Pod stuck in Pending state in Kubernetes - Time & Space Complexity

When a Pod is stuck in Pending state, Kubernetes is trying to find a place to run it. We want to understand how the time to schedule the Pod changes as the cluster size or workload grows.

How does the scheduling process scale when more Pods or nodes are involved?

Analyze the time complexity of the Pod scheduling process in Kubernetes.

apiVersion: v1
kind: Pod
metadata:
  name: example-pod
spec:
  containers:
  - name: app
    image: nginx
  nodeSelector:
    disktype: ssd

This Pod requests to run on nodes labeled with "disktype=ssd". Kubernetes scheduler tries to find a suitable node that matches this selector and has enough resources.

Identify the loops, recursion, array traversals that repeat.

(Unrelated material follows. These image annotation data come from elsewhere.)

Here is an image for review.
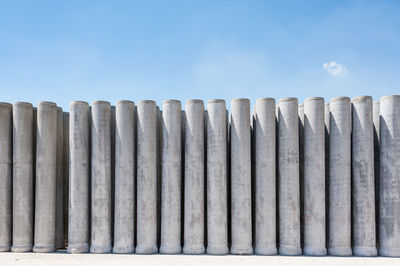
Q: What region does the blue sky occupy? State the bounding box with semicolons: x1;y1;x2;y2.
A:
0;0;400;109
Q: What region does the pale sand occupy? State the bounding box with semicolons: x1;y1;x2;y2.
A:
0;252;400;266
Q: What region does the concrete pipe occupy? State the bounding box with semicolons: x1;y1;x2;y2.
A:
206;99;229;255
231;98;253;255
278;98;302;255
253;98;277;255
90;101;112;253
64;101;91;253
328;97;352;256
160;100;182;254
0;102;13;252
33;102;57;252
136;100;158;254
11;102;34;252
303;97;327;256
183;100;205;254
113;101;136;253
379;95;400;257
56;107;64;249
351;96;377;256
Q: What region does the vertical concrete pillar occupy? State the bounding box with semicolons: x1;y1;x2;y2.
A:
328;97;352;256
11;102;34;252
298;103;304;251
136;100;158;254
372;101;380;246
278;98;302;255
0;102;13;252
90;101;112;253
324;102;331;249
253;98;277;255
64;101;91;253
183;100;205;254
113;101;135;253
379;95;400;257
56;107;64;249
351;96;377;256
206;99;229;255
33;102;57;252
160;100;182;254
63;112;69;243
231;98;253;254
303;97;326;256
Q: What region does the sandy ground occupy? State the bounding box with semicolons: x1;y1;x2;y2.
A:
0;252;400;266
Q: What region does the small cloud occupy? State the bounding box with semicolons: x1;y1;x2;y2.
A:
322;61;347;76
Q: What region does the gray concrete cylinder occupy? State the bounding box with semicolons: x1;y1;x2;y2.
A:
206;99;229;255
303;97;327;256
351;96;377;256
231;98;253;255
379;95;400;257
90;101;112;253
33;102;57;252
136;100;158;254
183;100;205;254
0;102;13;252
63;112;69;243
278;98;302;255
56;107;64;249
64;101;91;253
160;100;182;254
372;101;380;249
113;101;136;253
328;97;352;256
11;102;34;252
253;98;277;255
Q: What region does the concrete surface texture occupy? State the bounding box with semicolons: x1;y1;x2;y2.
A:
253;98;277;255
302;97;327;256
183;100;205;254
278;98;302;255
0;95;400;258
230;98;253;255
328;97;352;256
207;100;229;255
113;101;136;253
0;252;399;266
90;101;112;253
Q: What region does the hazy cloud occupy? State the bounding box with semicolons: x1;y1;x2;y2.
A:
322;61;347;76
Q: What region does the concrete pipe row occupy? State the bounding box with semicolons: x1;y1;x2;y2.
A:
0;95;400;257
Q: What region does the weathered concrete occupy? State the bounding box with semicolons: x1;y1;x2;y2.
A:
278;98;302;255
231;98;253;254
328;97;352;256
297;103;304;254
206;99;229;255
64;101;91;253
136;100;158;254
160;100;182;254
253;98;277;255
63;112;69;246
379;95;400;256
372;101;380;249
303;97;327;256
351;96;377;256
0;102;13;252
33;102;57;252
324;103;331;249
11;102;34;252
56;107;64;248
90;101;112;253
183;100;205;254
113;101;136;253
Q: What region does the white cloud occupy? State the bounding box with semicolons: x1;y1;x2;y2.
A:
322;61;347;76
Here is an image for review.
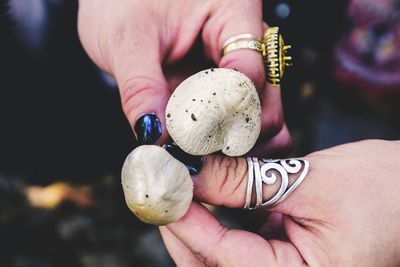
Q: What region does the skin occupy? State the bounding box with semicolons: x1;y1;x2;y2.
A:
78;0;291;155
78;0;400;266
160;140;400;267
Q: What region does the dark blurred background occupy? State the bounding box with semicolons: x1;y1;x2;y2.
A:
0;0;400;267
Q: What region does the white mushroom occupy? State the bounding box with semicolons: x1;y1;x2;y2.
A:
122;145;193;225
166;68;261;156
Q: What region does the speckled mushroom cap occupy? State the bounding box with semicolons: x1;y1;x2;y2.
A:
122;145;193;225
166;68;261;156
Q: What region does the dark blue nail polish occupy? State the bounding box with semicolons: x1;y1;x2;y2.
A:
164;144;204;174
135;114;162;145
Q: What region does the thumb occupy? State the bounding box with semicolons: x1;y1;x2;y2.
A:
112;31;170;144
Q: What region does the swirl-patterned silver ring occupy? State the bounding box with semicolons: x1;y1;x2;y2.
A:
244;157;309;210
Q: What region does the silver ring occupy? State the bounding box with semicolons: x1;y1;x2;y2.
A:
244;157;309;210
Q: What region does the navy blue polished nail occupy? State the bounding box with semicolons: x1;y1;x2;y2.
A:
135;114;162;145
164;144;204;174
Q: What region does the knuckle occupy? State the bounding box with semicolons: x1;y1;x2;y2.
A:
214;157;246;206
120;76;165;116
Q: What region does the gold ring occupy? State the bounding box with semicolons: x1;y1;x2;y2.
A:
262;27;292;86
222;33;262;56
222;27;292;86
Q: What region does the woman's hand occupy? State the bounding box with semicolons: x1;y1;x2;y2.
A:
78;0;290;153
160;140;400;267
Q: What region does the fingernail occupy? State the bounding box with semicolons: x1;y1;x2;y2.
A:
135;114;162;145
164;144;204;174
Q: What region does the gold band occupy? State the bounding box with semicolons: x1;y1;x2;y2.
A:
222;33;263;56
222;27;292;86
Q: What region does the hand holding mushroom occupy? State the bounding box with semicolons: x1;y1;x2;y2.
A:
122;69;261;225
78;0;290;155
160;140;400;267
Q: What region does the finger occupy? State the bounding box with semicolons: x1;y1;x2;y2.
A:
110;18;170;147
248;124;292;158
202;0;265;92
159;226;205;267
192;153;314;217
167;203;303;267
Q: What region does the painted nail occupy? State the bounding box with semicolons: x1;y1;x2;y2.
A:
135;114;162;145
164;144;204;174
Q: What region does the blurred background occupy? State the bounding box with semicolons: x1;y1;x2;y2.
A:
0;0;400;267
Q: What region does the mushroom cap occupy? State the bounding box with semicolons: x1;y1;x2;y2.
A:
122;145;193;225
166;68;261;156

• Primary operation: Scheduler checks each node to see if it fits the Pod's requirements.
• How many times: Once per node in the cluster, repeated for each Pod waiting to be scheduled.

As the number of nodes increases, the scheduler must check more nodes to find a match. Similarly, more Pods waiting means more scheduling attempts.

Input Size (n) - Nodes	Approx. Operations
10	10 node checks per Pod
100	100 node checks per Pod
1000	1000 node checks per Pod

Pattern observation: The number of checks grows linearly with the number of nodes.

Time Complexity: O(n)

This means the scheduling time grows directly in proportion to the number of nodes to check.

[X] Wrong: "The Pod scheduling time stays the same no matter how many nodes exist."

[OK] Correct: The scheduler must check each node to find a fit, so more nodes mean more checks and longer scheduling time.

Understanding how scheduling time grows helps you explain real cluster behavior and troubleshoot delays. It shows you think about system scaling, a key skill in DevOps.

"What if the scheduler used a cache to track nodes by label? How would the time complexity change?"